退職金の運用はリスクを抑えて長期で行うこと

定年退職時などに受け取る「退職金」。この資金を運用に回してもよいのだろうかと疑問に感じる人もいるのではないでしょうか? 結論からいえば、無理のない範囲で運用に回したほうがよいといえます。

厚生労働省が公表した資料によると、男性の平均寿命は約81歳、女性は約87歳です。また、2050年には平均寿命は男性が85歳、女性は91歳まで延びるといわれています。

出所:「共済サポートナビ 小規模企業共済制度のしおり」、「主な年齢の平均余命」
出典:「共済サポートナビ 小規模企業共済制度のしおり」、「主な年齢の平均余命」より抜粋

つまり、平均的に老後生活は20年以上続く見込みのため、その期間の資金を確保しておく必要があります。そのためには退職金を効率よく運用し、少しでも老後資金が目減りしないよう進めていきましょう。

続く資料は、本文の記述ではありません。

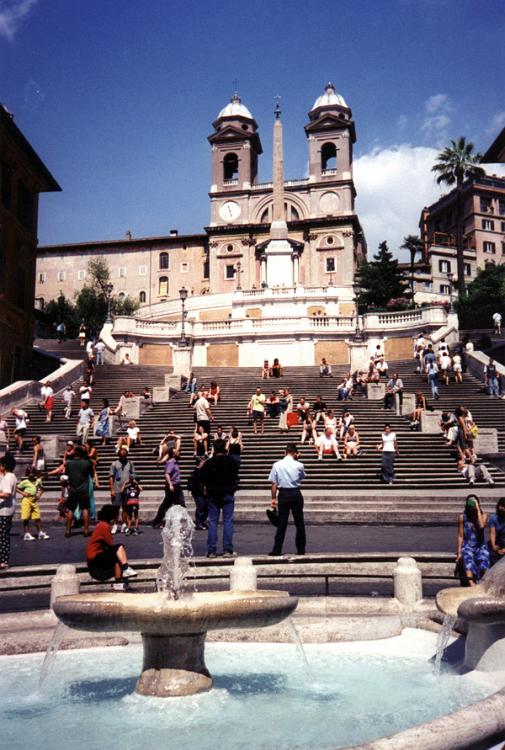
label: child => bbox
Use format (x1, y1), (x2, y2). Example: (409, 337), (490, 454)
(86, 504), (137, 590)
(16, 468), (50, 540)
(57, 474), (70, 520)
(63, 385), (76, 419)
(123, 478), (143, 535)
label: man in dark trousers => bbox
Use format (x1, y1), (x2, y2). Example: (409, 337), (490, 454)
(268, 442), (306, 556)
(201, 439), (239, 558)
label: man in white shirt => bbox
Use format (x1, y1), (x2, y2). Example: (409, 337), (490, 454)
(95, 340), (106, 365)
(268, 443), (306, 556)
(11, 408), (28, 452)
(492, 311), (502, 335)
(76, 402), (94, 444)
(194, 394), (212, 437)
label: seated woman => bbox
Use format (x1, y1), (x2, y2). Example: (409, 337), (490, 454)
(343, 425), (360, 459)
(300, 413), (317, 445)
(266, 391), (280, 419)
(86, 504), (137, 590)
(208, 380), (221, 404)
(270, 358), (283, 378)
(193, 424), (208, 458)
(261, 360), (270, 380)
(116, 420), (142, 452)
(456, 494), (490, 586)
(323, 409), (337, 435)
(367, 363), (380, 384)
(338, 410), (354, 439)
(155, 429), (181, 462)
(316, 427), (342, 461)
(410, 391), (427, 428)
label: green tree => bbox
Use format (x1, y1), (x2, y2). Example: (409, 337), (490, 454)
(400, 234), (423, 307)
(456, 264), (505, 329)
(86, 257), (111, 295)
(355, 241), (409, 311)
(431, 137), (485, 297)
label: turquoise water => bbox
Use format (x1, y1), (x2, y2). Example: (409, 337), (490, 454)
(0, 642), (490, 750)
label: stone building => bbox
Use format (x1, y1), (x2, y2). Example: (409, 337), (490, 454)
(419, 174), (505, 299)
(36, 83), (366, 310)
(0, 105), (60, 388)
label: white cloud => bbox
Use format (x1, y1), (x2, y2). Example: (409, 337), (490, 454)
(397, 114), (408, 131)
(487, 110), (505, 136)
(421, 94), (453, 146)
(354, 144), (441, 260)
(425, 94), (453, 115)
(0, 0), (37, 41)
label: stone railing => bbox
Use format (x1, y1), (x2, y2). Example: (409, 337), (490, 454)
(366, 306), (447, 330)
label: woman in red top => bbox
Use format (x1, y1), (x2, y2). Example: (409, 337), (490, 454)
(86, 504), (137, 589)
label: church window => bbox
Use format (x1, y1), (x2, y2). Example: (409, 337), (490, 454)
(139, 291), (146, 303)
(158, 276), (168, 296)
(227, 244), (234, 252)
(159, 252), (169, 270)
(326, 258), (336, 273)
(321, 142), (337, 173)
(260, 207), (270, 223)
(326, 236), (334, 245)
(203, 257), (210, 279)
(290, 206), (299, 221)
(223, 153), (239, 182)
(225, 264), (236, 279)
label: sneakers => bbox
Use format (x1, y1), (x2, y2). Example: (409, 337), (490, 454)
(124, 528), (132, 536)
(112, 582), (126, 591)
(24, 532), (36, 541)
(111, 524), (118, 535)
(207, 552), (217, 558)
(120, 523), (128, 534)
(132, 528), (139, 535)
(222, 551), (237, 558)
(122, 566), (137, 578)
(38, 531), (50, 540)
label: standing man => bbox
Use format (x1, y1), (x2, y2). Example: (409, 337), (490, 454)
(268, 442), (306, 557)
(492, 311), (502, 336)
(484, 359), (499, 398)
(151, 447), (185, 527)
(426, 361), (440, 400)
(76, 400), (94, 444)
(65, 445), (93, 538)
(194, 390), (212, 437)
(109, 447), (136, 534)
(248, 387), (266, 435)
(201, 439), (239, 558)
(95, 340), (106, 365)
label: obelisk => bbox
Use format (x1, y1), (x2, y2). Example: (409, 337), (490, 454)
(264, 99), (293, 286)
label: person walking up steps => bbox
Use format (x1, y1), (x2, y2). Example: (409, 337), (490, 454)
(268, 443), (306, 557)
(201, 439), (239, 558)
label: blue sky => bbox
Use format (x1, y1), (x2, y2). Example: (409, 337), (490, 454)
(1, 0), (504, 259)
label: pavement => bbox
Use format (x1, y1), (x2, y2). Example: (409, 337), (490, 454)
(7, 519), (455, 567)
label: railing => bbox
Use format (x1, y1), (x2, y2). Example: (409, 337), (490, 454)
(376, 310), (424, 325)
(223, 178), (238, 186)
(251, 178), (309, 191)
(321, 168), (337, 176)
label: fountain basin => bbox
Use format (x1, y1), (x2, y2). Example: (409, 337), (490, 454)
(53, 590), (298, 696)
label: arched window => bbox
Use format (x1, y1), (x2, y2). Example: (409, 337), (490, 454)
(223, 153), (239, 181)
(139, 291), (146, 303)
(321, 142), (337, 172)
(159, 252), (169, 270)
(260, 207), (270, 223)
(159, 276), (168, 296)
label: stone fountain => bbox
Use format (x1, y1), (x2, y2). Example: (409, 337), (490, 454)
(53, 507), (298, 696)
(436, 556), (505, 671)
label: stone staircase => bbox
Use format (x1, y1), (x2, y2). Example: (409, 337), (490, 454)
(3, 352), (505, 524)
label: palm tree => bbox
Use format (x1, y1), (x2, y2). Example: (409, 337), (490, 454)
(431, 137), (485, 296)
(401, 234), (424, 307)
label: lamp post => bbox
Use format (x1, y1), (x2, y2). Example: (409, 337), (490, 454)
(447, 272), (457, 314)
(179, 286), (189, 347)
(352, 280), (363, 341)
(105, 283), (114, 323)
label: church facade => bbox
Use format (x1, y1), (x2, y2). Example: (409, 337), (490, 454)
(36, 84), (366, 311)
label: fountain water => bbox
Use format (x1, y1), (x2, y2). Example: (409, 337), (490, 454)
(433, 613), (457, 675)
(53, 507), (298, 696)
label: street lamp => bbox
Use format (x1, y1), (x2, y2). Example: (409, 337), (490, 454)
(179, 286), (189, 347)
(447, 272), (457, 314)
(352, 280), (363, 342)
(105, 283), (114, 323)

基本は「長期・分散・積立」で運用し、ポートフォリオにも気を配る

投資経験の浅い人や未経験の人は、「長期・分散・積立」をベースに運用を進めていくことで、最小限にリスクを抑えられます。退職金の運用も基本はこれと同じです。
 

出所:著者作成
出所:著者作成

ただし、退職金の場合は「長期・分散・積立」に加えて、ポートフォリオ(資産配分)にも気を配る必要があります。定年退職で退職金を受け取る方は高齢になっているケースが多いです。

高齢者で年金に依存している場合、運用で大きな損失が生じてしまうと、損失分を取り返すことが困難な状態になります。一方で、ある程度若く労働収入がある方であれば、大きな損失が生じたとしても、時間をかけて損失部分を取り戻すことが可能です。

退職金のポートフォリオに関しては、株式以外にも債券や不動産(REIT)といった異なる商品で構成することをおすすめします。例えば、投資対象を株式20%、債券60%、不動産(REIT)20%と、比較的安全といわれている債券を中心に構成することも、選択肢の1つです。

このように、退職金で運用する場合は、大きな損失を回避できるよう慎重に進めていく必要があります。